Events and Parties
In a Nod to Hemingway’s Paris, Chaumet Unveils New Jewels With an Air of Glamorous Seduction
The venerable jewelry maison, caterer to kings and emperors, used an unlikely museum to debut its new Chaumet est une fête collection.
Last Sunday, at dusk, a few hundred elegantly dressed revelers gathered at the Place Vendôme with no other instruction on their elegantly embossed invitations than to be prepared to be dazzled.
“Dazzling” a sophisticated crowd of luxury connoisseurs and patrons on the eve of Haute Couture Fashion Week in Paris is a feat of staggering difficulty. Still, Chaumet, the historic jewelry house with over two centuries of catering to French kings and emperors, is well versed in the art of staging extraordinary moments—and creating the jewels to mark such occasions.
As the sun began to set on the horizon behind a scintillating Eiffel Tower, the invited celebrities, friends of Chaumet, journalists, and other chosen few were steered onto hired vintage buses for a journey back in time.
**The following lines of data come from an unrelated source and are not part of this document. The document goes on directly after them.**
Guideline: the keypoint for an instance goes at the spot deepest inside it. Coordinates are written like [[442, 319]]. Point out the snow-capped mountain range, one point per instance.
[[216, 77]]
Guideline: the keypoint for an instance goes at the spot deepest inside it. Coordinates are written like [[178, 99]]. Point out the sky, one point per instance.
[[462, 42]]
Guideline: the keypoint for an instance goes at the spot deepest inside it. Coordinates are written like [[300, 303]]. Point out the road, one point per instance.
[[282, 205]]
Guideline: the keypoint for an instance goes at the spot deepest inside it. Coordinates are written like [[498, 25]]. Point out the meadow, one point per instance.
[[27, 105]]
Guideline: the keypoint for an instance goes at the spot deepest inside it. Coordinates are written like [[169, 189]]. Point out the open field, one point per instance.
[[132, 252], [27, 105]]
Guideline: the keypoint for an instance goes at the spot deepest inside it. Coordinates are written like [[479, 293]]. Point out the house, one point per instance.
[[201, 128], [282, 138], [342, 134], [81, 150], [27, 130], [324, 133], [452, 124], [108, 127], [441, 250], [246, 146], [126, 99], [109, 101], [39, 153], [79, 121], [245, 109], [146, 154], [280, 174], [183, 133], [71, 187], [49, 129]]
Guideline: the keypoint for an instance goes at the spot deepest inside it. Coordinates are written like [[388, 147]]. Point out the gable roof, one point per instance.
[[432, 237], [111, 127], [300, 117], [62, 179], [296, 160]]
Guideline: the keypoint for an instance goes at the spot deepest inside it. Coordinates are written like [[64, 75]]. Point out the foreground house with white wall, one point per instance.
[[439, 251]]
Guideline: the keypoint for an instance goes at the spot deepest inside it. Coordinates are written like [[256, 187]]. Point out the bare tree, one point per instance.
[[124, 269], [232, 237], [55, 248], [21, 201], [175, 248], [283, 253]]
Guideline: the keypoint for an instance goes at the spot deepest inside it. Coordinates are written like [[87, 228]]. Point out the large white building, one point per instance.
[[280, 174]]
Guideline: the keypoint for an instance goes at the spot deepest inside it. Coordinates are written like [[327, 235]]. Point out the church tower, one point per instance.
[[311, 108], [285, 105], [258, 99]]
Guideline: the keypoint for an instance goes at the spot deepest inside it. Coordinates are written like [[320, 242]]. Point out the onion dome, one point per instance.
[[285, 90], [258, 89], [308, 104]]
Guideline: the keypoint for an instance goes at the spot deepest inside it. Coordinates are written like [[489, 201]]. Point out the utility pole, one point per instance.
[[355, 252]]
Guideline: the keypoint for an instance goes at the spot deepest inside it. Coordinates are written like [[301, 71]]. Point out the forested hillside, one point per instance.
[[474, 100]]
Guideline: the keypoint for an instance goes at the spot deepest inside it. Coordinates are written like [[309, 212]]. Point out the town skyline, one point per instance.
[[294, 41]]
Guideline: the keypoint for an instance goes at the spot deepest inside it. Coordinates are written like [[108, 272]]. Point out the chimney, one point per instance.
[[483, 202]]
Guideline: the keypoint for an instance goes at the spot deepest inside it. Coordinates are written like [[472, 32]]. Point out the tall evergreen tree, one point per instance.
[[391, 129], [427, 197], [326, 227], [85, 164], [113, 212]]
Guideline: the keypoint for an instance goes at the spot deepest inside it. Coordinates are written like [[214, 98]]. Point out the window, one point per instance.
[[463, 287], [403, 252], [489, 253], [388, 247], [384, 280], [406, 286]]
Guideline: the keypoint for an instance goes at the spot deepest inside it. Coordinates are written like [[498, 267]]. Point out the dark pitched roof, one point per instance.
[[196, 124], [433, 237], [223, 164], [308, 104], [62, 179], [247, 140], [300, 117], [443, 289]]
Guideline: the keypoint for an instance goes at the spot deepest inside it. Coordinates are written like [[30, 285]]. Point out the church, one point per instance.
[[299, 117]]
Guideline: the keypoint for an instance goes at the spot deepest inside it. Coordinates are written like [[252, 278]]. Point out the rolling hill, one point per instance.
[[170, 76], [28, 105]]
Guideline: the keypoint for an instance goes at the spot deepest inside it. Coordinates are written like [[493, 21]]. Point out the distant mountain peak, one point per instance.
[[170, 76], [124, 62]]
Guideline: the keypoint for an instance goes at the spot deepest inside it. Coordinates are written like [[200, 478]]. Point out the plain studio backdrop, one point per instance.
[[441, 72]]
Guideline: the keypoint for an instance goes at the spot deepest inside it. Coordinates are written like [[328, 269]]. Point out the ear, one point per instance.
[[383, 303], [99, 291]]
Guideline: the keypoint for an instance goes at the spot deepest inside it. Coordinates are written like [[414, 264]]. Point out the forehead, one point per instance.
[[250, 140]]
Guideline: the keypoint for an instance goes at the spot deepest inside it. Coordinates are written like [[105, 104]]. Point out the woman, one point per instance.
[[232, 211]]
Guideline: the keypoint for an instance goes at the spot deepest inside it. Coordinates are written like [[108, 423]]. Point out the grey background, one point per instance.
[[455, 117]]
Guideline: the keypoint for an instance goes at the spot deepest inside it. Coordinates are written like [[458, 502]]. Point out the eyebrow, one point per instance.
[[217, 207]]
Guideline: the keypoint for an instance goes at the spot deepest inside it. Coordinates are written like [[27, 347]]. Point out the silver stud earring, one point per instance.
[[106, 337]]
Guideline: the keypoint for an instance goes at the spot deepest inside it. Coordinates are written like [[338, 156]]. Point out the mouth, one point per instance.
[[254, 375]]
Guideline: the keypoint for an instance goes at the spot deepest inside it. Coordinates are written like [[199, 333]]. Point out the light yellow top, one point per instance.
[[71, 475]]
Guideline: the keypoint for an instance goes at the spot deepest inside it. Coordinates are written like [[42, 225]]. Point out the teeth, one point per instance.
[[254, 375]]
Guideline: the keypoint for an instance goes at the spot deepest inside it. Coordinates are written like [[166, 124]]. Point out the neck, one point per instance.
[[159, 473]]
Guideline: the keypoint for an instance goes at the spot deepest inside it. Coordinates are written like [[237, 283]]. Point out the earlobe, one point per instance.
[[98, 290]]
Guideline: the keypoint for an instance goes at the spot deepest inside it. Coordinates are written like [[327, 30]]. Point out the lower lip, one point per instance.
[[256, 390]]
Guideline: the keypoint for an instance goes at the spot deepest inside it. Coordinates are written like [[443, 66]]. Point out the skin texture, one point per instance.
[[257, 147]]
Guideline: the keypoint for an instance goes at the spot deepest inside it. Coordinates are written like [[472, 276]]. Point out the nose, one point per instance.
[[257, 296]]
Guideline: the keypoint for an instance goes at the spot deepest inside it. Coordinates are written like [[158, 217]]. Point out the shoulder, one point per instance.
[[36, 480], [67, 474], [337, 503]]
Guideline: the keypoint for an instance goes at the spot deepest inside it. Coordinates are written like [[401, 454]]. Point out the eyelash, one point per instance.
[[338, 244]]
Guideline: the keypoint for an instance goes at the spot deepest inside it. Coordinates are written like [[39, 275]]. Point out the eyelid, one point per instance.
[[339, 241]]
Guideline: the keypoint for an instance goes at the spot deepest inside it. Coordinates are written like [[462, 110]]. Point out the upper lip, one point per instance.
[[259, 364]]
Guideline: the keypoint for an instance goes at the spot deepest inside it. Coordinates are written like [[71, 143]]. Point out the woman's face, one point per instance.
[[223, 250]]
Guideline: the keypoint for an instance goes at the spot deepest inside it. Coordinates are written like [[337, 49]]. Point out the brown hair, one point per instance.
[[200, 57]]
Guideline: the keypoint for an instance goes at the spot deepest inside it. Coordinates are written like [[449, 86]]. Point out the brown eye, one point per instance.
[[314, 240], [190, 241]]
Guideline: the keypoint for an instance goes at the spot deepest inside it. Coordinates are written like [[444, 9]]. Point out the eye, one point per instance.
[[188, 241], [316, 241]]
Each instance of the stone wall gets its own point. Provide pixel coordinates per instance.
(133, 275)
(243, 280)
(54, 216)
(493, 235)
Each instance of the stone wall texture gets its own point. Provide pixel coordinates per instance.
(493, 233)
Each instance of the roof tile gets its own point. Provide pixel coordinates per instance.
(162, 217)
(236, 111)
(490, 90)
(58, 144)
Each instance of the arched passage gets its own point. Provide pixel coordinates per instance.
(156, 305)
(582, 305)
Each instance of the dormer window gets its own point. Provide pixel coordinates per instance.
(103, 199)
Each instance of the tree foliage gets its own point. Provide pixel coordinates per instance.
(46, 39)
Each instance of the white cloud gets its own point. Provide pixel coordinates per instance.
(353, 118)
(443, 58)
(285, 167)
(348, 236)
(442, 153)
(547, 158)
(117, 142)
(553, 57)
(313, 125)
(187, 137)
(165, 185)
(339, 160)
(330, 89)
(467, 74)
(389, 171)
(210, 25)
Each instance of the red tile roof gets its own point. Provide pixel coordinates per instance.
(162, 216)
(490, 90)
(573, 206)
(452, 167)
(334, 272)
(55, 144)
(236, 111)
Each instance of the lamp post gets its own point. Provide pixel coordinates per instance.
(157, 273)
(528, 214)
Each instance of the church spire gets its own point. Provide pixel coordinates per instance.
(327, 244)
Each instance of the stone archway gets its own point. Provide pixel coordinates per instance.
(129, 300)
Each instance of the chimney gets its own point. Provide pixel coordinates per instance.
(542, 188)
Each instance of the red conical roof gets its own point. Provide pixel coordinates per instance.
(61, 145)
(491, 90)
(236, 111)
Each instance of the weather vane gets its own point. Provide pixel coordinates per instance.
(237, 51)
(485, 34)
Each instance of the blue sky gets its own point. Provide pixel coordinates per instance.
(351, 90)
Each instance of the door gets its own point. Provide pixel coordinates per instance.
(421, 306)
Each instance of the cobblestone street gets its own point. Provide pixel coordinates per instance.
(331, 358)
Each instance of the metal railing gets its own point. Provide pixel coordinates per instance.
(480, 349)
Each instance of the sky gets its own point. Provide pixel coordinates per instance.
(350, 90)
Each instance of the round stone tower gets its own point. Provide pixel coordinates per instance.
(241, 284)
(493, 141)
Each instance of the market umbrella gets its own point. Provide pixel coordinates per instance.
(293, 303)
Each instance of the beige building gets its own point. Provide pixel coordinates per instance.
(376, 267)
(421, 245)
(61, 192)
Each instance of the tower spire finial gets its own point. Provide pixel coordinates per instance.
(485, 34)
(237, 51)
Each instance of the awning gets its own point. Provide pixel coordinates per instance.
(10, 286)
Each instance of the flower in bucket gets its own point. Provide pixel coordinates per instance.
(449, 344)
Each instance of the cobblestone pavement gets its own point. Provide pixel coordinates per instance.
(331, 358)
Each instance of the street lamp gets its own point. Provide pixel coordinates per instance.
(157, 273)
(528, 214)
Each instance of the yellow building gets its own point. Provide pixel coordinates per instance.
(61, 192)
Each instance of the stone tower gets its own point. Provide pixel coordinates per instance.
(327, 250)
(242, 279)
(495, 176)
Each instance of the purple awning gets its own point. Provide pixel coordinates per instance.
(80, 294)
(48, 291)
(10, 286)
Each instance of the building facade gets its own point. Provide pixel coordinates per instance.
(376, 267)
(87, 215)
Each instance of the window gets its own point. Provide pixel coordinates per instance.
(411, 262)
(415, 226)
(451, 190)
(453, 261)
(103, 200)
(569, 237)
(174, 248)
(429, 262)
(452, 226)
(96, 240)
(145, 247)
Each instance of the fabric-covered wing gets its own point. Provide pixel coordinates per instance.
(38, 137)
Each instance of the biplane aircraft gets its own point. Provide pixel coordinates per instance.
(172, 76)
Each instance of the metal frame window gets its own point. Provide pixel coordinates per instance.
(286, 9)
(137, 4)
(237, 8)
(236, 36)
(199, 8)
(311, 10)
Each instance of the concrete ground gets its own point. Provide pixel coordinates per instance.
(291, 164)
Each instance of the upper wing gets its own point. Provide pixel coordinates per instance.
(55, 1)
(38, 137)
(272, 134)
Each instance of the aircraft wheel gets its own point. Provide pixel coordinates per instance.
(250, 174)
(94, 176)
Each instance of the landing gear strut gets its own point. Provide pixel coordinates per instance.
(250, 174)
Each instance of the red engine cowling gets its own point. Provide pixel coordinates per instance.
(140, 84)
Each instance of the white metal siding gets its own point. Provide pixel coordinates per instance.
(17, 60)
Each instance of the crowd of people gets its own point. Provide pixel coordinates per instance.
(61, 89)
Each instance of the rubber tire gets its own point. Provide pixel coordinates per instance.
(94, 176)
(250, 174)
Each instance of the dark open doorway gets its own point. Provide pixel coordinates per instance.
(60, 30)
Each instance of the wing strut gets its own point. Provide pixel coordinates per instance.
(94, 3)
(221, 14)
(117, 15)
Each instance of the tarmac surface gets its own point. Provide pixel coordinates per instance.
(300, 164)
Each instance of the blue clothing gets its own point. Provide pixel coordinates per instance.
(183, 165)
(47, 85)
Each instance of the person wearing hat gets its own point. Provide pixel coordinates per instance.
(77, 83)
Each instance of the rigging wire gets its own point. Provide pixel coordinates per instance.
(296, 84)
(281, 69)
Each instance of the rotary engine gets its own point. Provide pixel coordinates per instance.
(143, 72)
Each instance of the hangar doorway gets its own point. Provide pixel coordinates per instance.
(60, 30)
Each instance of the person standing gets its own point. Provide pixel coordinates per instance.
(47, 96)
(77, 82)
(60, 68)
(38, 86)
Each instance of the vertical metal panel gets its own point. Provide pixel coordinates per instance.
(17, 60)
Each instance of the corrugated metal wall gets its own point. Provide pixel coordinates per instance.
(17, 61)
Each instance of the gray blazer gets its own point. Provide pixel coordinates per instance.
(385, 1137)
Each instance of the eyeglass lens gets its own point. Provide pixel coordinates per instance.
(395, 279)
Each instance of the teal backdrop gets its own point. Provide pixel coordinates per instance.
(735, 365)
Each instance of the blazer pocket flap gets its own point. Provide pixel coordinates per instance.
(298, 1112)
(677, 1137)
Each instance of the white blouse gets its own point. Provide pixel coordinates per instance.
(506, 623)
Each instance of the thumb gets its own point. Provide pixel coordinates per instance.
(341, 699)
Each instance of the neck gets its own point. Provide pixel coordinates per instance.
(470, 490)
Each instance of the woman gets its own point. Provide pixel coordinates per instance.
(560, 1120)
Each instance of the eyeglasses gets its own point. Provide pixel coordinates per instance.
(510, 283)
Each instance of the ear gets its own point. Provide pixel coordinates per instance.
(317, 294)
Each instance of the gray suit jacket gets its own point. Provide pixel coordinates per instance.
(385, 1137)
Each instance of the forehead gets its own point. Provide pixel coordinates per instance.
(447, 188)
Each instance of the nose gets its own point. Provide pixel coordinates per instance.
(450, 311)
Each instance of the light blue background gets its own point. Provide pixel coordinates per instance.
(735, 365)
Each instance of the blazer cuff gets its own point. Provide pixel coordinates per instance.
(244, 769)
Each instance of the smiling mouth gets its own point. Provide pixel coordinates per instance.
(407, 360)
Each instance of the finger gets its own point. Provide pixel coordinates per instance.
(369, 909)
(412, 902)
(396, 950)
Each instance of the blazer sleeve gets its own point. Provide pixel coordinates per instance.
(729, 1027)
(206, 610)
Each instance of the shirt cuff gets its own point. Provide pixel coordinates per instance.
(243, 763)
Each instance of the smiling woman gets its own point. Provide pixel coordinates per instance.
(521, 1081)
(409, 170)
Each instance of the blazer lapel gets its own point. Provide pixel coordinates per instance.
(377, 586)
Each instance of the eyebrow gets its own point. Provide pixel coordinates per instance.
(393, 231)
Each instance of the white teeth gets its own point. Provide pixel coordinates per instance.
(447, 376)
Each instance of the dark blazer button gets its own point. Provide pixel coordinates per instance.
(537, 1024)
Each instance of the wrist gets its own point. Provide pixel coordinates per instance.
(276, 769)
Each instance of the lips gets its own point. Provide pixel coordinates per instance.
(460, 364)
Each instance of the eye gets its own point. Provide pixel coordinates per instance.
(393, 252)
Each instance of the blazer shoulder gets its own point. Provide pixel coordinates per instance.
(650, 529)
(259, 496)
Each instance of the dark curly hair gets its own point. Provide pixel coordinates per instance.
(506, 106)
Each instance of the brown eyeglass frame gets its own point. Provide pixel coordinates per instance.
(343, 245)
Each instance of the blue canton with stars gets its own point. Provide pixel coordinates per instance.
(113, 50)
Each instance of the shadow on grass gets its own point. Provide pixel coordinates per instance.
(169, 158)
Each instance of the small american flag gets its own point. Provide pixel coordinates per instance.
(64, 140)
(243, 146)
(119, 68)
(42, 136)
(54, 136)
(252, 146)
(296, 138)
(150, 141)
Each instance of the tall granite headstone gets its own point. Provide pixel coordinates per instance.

The destination remained secret even as the buses came to a halt before the Musée des Arts Forains, a venue that struck many as implausible.
The Musée des Arts Forains is a private museum of old-fashioned funfair objects located in the 12th arrondissement of Paris, founded by an eclectic collector of merry-go-rounds, mirrored carousels, circus memorabilia, and oddball bicycles. Still, it was this surprising site that Chaumet chose this year to deploy a baroque, carnivalesque fantasy set against dramatic classical music and a profusion of cascading flowers and imported greenery, tiered cakes and colorful macaroons, candied fruit and cream pies. Partygoers spent an enchanted soirée spinning around on pedal-operated merry-go-rounds while statuesque models in floor-length sequined Elie Saab gowns strutted about, adorned with a selection of jewels from the aptly named collection, Chaumet est une Fête.
For luxury houses, launch events in Paris have become an exercise in setting the bar ever higher for demonstrating their mastery of showmanship. Dior’s 70th anniversary party the following night, themed after the parks of Versailles, was a couture-inspired botanical extravaganza in the Tuileries garden facing the Louvre. Chanel’s launch of its new perfume, called Gabrielle, was held after dark on July 4th in the Palais de Tokyo, with marquee performances by Pharrell Williams and Katie Perry bringing the entire neighborhood to a stunned standstill.
Under the guidance of its president, Jean-Marc Mansvelt, Chaumet (an LVMH maison), is not to be outdone. Two years ago, Chaumet flew its guests by helicopter to the Château de Fontainebleau, some 45 miles away, to preview the Joséphine collection and partake in an imperial-style garden party on the lawns of the palace that once served as a winter retreat to the Empress. Last year, the secret destination for the unveiling of the collection La Nature de Chaumet was the Musée Bourdelle, transformed into a poetic artist’s workshop set in fields of wheat.
Chaumet est une Fête borrows its title from Ernest Hemingway’s autobiographical work, A Moveable Feast (translated into French as Paris est une Fête), that recalls the author’s youthful years in Paris of the swinging 1920s. Since no fiesta is complete without music, Chaumet’s gifted artistic director, Claire Dévé-Rakoff, chose to add a musical dimension to the four lines of the collection she designed in four distinct color schemes, with every detail studied to evoke the codes and heritage of the maison.
For the Pastorale Anglaise line, a 28-carat Colombian emerald set the tone, suggesting a very British racing-green tribute to the sounds of the Glyndebourne festival, conjuring the bucolic setting of an English garden where eccentric tartan gowns and high hats come together around a batch of Pimms.
The Aria Passionata line evoked the repertoire of impassioned Italian operas and the soaring voices of Milan’s La Scala in shades of pigeon-blood Mozambique rubies and red garnets.
The Metropolitan Opera of New York, meanwhile, was the inspiration for Rhapsodie Transatlantique, the line designed in a palette of soft pastels showcasing mystifying Padparadscha sapphires from Ceylon. Finally, the Vienna opera provided the backdrop for Valses d’Hiver, a graceful line of jewels set with white diamonds and rare natural pearls, designed in tribute to the waltzes of Strauss.
The collection, with every piece a one-of-a-kind creation (including four statement necklaces each priced over a $1 million), will begin its world tour after Couture Week. High jewelry may be all about fantasy, but it is also a vehicle for Chaumet to demonstrate its centuries-old savoir-faire, and ferry its message of the immovable refinement of French art-de-vivre to a global audience.